A list of masks can be specified when saving layers. For each layer output, the mask will be applied and saved as a separate file.

--save-layers takes a single argument specifying how to save the layer, which is a semicolon-separated list of options:

  • channel The channel containing the mask. This option is required. This can be a channel in the input EXR, or a mask channel created with --create-mask.
  • name The name of the output mask. This will be available as the <layer> filename substitution.
  • grey Output a greyscale mask.
  • alpha Output an alpha mask. This mode is useful in combination with Photoshop clipping masks.
  • rgb Composite the mask onto the layer color, and output the result.
  • exrlayer Instead of writing the mask to a separate file, add it as a luminance channel in the corresponding color layer's EXR. The name argument specifies the EXR layer name, otherwise the channel will be used by default.

Operation: --create-mask

--create-mask generates a mask from other channels in the input image. The mask can then be used with other commands, like --save-layers and --stroke.

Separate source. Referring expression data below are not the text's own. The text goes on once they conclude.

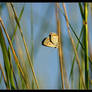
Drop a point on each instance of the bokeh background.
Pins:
(37, 21)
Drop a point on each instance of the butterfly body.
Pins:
(51, 40)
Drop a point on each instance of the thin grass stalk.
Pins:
(86, 47)
(9, 74)
(59, 47)
(27, 52)
(81, 10)
(73, 44)
(32, 42)
(74, 55)
(13, 51)
(14, 33)
(5, 80)
(11, 66)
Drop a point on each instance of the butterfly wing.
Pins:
(54, 38)
(48, 43)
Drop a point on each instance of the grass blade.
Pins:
(27, 52)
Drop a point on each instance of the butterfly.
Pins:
(51, 40)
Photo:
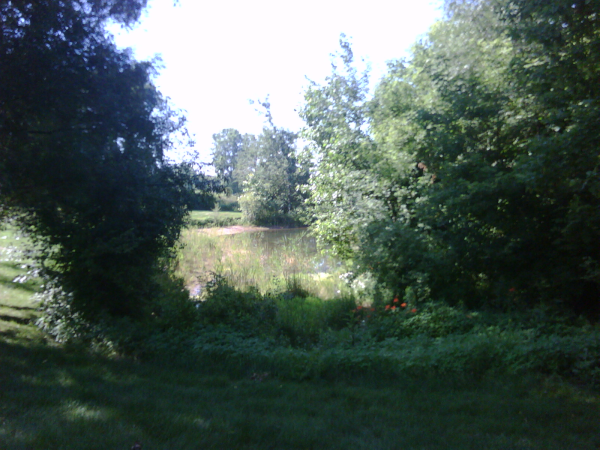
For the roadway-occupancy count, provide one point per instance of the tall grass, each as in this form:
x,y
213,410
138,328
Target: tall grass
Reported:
x,y
245,261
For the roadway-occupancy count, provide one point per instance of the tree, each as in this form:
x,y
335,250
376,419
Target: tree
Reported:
x,y
226,147
484,184
83,135
270,175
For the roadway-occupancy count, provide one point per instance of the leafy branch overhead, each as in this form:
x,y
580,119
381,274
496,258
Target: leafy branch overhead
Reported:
x,y
83,136
474,167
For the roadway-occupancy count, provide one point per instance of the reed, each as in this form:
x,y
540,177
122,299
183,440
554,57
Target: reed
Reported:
x,y
249,260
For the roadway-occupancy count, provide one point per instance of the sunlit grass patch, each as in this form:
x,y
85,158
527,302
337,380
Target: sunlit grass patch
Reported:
x,y
247,262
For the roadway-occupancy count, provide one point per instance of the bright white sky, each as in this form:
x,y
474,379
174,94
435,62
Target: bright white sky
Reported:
x,y
220,54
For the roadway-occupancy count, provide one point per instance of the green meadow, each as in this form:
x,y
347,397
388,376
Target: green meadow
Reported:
x,y
64,396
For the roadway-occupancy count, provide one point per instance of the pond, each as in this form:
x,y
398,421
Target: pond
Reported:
x,y
260,257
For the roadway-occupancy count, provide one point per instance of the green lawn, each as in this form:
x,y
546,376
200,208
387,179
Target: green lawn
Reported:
x,y
56,397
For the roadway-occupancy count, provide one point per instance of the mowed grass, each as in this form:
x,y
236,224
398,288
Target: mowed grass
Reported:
x,y
57,397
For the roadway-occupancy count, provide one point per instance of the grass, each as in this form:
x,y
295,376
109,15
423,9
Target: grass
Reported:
x,y
246,263
61,397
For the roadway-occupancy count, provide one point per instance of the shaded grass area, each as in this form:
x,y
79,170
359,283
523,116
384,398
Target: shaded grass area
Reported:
x,y
62,397
56,399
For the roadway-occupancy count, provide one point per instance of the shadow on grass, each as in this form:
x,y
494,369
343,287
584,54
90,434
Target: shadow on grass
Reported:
x,y
55,399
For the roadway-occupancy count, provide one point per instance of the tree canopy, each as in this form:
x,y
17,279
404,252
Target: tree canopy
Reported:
x,y
83,135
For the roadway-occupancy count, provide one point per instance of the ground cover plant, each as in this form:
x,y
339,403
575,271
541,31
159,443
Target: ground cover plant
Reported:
x,y
469,318
56,396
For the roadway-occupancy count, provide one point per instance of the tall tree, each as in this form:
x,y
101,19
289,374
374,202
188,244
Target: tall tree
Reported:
x,y
486,142
226,147
83,133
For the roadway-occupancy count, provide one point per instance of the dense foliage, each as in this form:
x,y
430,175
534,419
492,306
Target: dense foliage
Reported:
x,y
477,159
83,135
266,171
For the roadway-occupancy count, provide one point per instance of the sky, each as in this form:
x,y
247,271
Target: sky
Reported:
x,y
218,55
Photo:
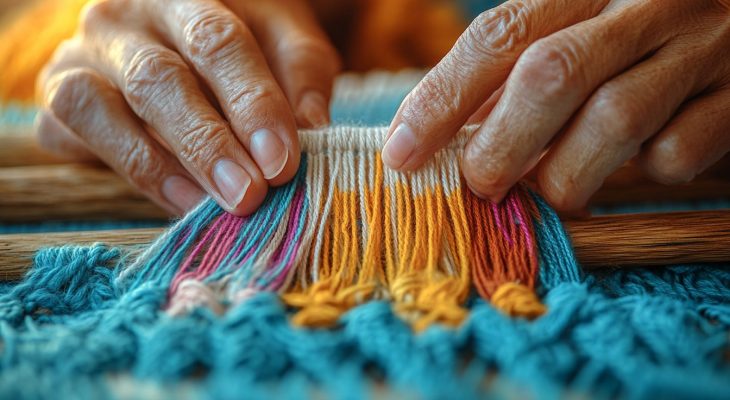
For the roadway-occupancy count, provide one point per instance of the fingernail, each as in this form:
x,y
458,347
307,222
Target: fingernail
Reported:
x,y
399,146
496,199
269,152
181,192
232,182
313,108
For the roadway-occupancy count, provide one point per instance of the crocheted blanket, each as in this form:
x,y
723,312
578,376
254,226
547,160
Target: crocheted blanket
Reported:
x,y
354,281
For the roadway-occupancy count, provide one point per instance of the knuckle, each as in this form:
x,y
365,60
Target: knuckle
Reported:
x,y
500,30
435,98
622,112
72,93
670,162
559,190
551,67
139,163
94,14
212,34
311,49
150,72
250,94
202,143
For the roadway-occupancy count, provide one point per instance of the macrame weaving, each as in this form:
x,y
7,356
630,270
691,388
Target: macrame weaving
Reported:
x,y
354,281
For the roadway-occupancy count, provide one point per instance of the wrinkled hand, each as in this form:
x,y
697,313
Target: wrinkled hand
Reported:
x,y
179,95
574,89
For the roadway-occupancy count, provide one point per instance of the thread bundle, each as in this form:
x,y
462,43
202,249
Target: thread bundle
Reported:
x,y
347,231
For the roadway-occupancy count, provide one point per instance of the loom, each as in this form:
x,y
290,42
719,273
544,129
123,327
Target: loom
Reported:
x,y
354,281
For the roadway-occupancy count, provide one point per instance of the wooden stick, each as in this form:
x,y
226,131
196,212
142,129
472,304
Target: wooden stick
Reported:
x,y
89,192
70,192
607,241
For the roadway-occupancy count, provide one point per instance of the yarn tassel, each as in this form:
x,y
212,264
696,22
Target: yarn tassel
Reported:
x,y
505,255
346,231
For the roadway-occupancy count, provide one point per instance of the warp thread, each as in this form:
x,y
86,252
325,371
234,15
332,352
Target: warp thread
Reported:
x,y
347,231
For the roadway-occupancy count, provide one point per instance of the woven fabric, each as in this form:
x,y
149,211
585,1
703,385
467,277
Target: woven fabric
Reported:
x,y
94,322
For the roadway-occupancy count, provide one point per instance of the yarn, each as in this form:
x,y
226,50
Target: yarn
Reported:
x,y
346,231
353,275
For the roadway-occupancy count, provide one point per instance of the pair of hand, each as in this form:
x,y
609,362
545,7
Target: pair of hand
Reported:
x,y
182,95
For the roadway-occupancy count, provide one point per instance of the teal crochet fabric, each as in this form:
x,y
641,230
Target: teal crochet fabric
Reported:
x,y
77,327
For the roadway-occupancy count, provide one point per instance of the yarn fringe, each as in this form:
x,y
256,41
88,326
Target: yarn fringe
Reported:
x,y
346,231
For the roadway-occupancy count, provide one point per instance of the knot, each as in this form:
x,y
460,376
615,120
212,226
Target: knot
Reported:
x,y
423,303
323,305
191,294
517,300
11,310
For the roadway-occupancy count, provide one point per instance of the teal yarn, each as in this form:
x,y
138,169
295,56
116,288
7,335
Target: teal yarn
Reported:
x,y
86,324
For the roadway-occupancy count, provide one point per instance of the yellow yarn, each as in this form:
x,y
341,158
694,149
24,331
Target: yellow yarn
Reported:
x,y
517,300
27,44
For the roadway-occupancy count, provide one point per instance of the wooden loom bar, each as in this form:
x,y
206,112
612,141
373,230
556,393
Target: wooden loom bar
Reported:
x,y
607,241
90,192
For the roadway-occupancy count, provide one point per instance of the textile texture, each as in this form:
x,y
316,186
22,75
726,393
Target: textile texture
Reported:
x,y
354,281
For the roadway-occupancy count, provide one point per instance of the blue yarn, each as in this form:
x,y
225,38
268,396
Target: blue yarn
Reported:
x,y
77,328
72,325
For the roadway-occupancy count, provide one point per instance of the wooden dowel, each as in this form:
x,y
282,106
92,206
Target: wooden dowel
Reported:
x,y
21,149
607,241
70,192
91,192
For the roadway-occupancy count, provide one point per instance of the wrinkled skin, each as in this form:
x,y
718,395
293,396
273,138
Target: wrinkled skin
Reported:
x,y
183,97
571,90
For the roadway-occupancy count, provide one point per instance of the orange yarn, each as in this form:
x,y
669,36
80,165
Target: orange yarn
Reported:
x,y
27,44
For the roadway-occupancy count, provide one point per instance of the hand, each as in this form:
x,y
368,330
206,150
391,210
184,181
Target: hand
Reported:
x,y
179,95
575,89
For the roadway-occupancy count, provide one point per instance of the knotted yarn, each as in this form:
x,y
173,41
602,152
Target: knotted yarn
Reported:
x,y
353,276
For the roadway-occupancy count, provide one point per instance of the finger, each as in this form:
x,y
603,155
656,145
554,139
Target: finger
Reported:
x,y
92,108
481,114
475,67
160,89
54,136
301,56
694,140
612,125
225,54
549,83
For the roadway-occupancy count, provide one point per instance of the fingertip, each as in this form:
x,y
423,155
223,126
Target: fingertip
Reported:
x,y
239,190
289,171
313,110
399,146
558,191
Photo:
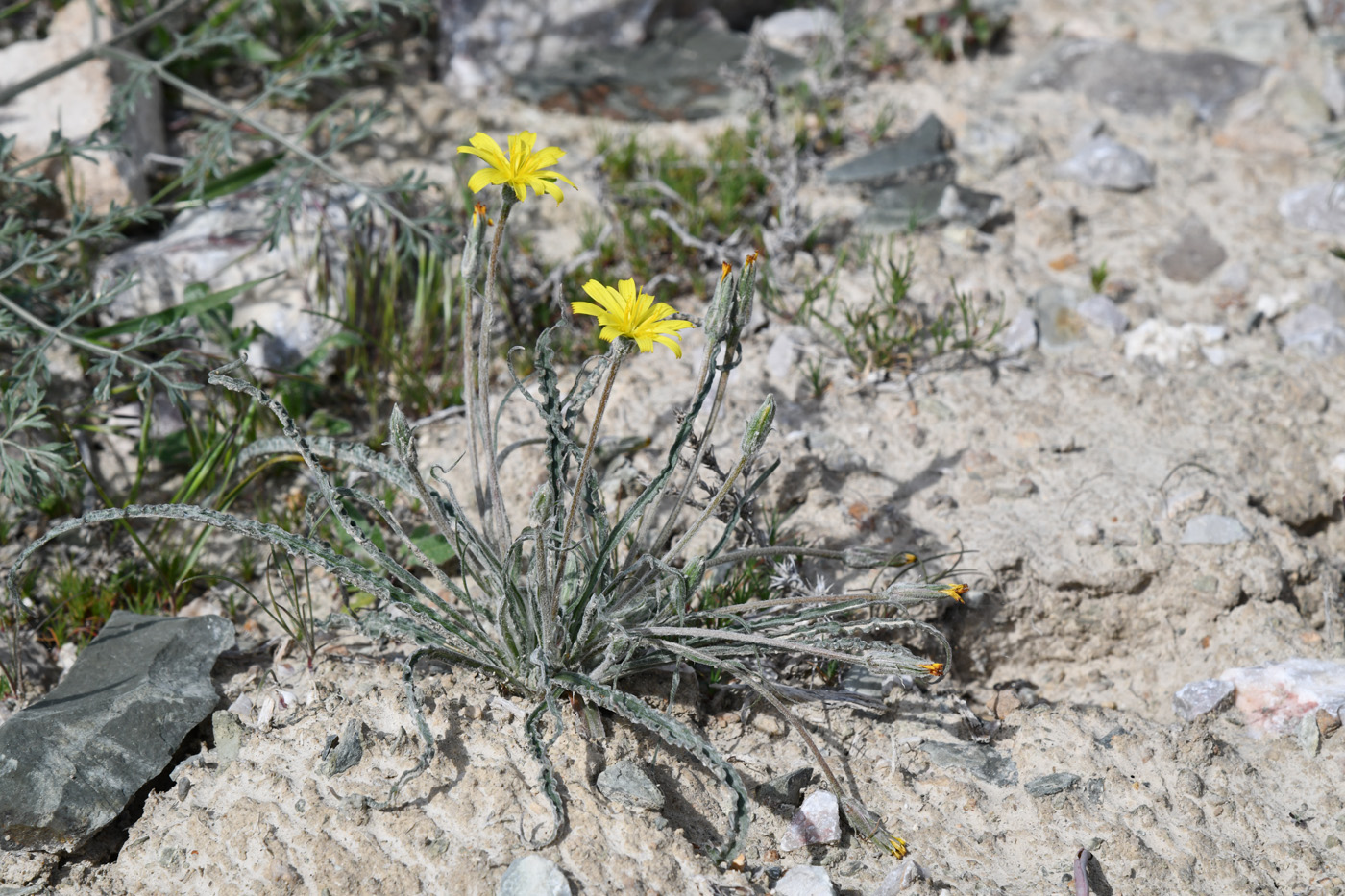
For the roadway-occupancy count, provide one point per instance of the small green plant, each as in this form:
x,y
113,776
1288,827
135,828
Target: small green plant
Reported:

The argument to --create-mask is the mask mode:

  • --create-mask=facing Generate a facing angle mask using normals and the camera position.
  • --create-mask=depth Generate a mask from camera depth.
  • --create-mask=distance Generate a mask based on distance from a given point.

This command takes the following options:

  • --name=MaskName Set the name of the mask to create. This argument is required.
  • --src=SourceLayer Specify the EXR layer to read. By default, a layer is chosen based on the type.
  • --min=1 --max=10 Specify the minimum and maximum value for the mask. For depth, this is the depth range from the camera. For distance, this specifies the nearest and furthest distance for the mask. Values out of this range will be clamped to 0-1.
  • --noclamp If set, values won't be clamped to the 0-1 range.
  • --invert If set, invert black and white in the map.
  • --normalize Automatically normalize the map, so the smallest value is black and the highest value is white.
  • --angle=1,0,0 For type=facing, set the direction to measure the angle from. By default, this is 1,0,-1, which is towards the camera. This can be used to create a mask for surfaces facing in a particular direction.
  • --pos=0,0,0 For type=distance, set the world space point to measure from.

Operation: --stroke

Add a stroke to the image, with optional intersection lines. The argument to --stroke is an object ID: --stroke=1.

This command takes the following options:

  • --radius=1 The radius of the stroke. Higher values make the outline thicker.
  • --fade=1 The radius of the stroke fade-off. Higher values make the outline fade out over a larger area.
  • --color=#000000 The color of the stroke.
  • --intersections If present, include intersection lines. This requires a world space position channel named "P".
  • --stroke-mask=MaskName The name of a mask for the stroke. This allows preventing the stroke from being drawn on some parts of the image.
  • --intersection-mask=MaskName The name of a mask for intersection lines. This may be the same as stroke-mask.
  • --intersection-min-distance=1 The minimum distance between two samples before intersection lines begin appearing. This is at a distance of 1000 units, and is adjusted for objects nearer or farther.
  • --intersection-fade=1 The distance after intersection-min-distance for intersection lines to fully appear.
  • --output-id=1 The object ID to write the stroke to. By default, the stroke is written to the same ID as it's read.

Limitations

This doesn't currently perform "tidying" of images, which means it will probably give incorrect results if the EXR file contains volumes (samples with nonzero depth).

Strokes won't work well on blurred images, eg. with motion blur or depth of field.